Creating emotion in violin playing in some ways can be described and applied to a piece systematically. The violinist who overcompensates for emotion by swaying and moving around on stage does not always have the most emotional performance. Emotion comes from the way in which you approach the violin and the music you play. Playing the music very technically correct will ensure a perfect performance, but you need to be able to think about the music creatively and create your own original interpretation of the piece to play with emotion.

Step 1:  Learn the music at a tempo that is approximately 30 percent slower than the actual performance tempo so that when the time comes to add emotion you aren't worried about technique. Speed comes with familiarity. Forcing yourself to play too fast too soon will result in errors. Practice using complete bow strokes to get a firm sound and light strokes for a gentler sound.

Step 2:  Memorize the music once you have learned to play the entire piece without mistakes. Memorize one phrase at a time, and then memorize one section at a time. Memorization makes it possible to play the piece expertly by using muscle memory, thereby leaving your mind to interpret the music. Use the same violin fingerings and positions every time to ensure you memorize the music completely.

Step 3: Pay attention to every articulation, dynamic and score indication left by the composer. Listen to several recordings of the piece to see how different performers interpret these markings. Put the violin down and play the music in your mind. Visualize every bowing and technique as you would actually play. Evaluate the music and create your own interpretation by adding violin articulations that make sense to you. Down-bows and up-bows are largely up to you to determine. This leaves plenty of room for creativity.

Step 4: Use rubato to lengthen and shorten notes to increase the human aspect of emotional playing. Don't play as a machine would. Instead, allow important notes to linger for a moment or two longer than suggested by the note value. Avoid going overboard with this; you do not want to disrupt the flow of the music. The violin is unique in that it can elongate phrases and notes for indefinite periods of time. Take advantage of this aspect of the playing when the music calls for it.

Step 5: Close your eyes when playing and practicing. By shutting off the visual perception, more of your attention can be devoted to the sound of your instrument. Ensure that you practice with your pianist or ensemble so that they can learn to follow you, even if your performance changes on the day of the recital.

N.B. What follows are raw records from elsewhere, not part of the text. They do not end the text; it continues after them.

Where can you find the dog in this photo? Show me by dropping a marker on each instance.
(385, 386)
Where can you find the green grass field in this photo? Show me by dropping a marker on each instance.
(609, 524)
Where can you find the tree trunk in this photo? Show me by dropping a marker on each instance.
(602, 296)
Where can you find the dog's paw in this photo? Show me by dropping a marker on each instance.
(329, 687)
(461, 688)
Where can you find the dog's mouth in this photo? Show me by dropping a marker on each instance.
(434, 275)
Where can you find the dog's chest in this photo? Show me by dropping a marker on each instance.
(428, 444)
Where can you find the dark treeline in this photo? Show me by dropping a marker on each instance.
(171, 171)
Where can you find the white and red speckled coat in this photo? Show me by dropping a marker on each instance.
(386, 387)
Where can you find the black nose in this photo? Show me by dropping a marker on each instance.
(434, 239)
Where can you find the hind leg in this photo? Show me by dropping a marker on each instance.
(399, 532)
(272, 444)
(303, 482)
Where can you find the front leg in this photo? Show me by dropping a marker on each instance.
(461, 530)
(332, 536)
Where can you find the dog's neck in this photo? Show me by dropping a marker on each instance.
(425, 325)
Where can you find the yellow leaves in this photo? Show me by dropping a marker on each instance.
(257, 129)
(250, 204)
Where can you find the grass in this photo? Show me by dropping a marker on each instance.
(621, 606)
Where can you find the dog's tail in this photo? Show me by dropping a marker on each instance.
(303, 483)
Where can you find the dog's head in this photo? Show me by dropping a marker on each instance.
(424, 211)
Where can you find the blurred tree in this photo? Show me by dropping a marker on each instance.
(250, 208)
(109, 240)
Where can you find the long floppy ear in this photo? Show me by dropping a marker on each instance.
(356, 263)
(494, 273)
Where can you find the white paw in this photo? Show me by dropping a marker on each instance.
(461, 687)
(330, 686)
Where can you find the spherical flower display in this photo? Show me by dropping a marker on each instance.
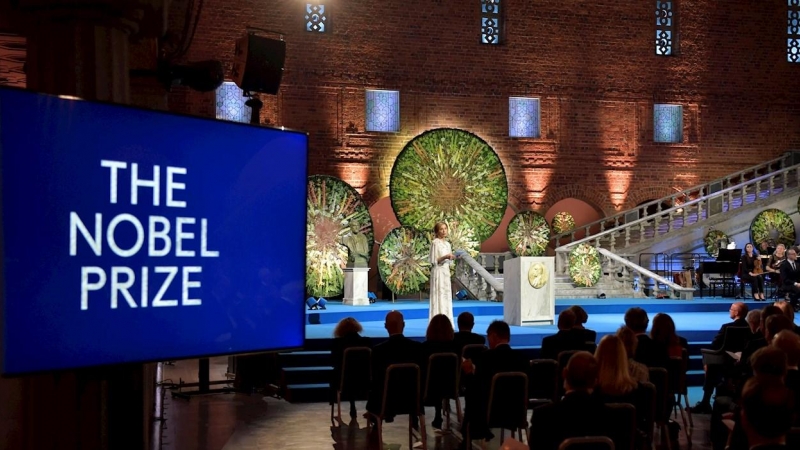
(528, 234)
(449, 175)
(584, 265)
(333, 206)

Muscle memory comes from learning a new skill. Riding a bike involves muscle memory since you don't have to think about how to keep your balance. Do not speed up the tempo until the entire piece is memorized. Once the piece is memorized, speed up the tempo by five percent each day until you reach the tempo required for performance.

Don't confuse emotion with theatrics. Just because a performer may sway back and forth on the stage, does not mean that emotion is being put into the music. Practice playing several different renditions of the piece with your pianist or ensemble. This will ensure that the pianist or ensemble will be able to follow you.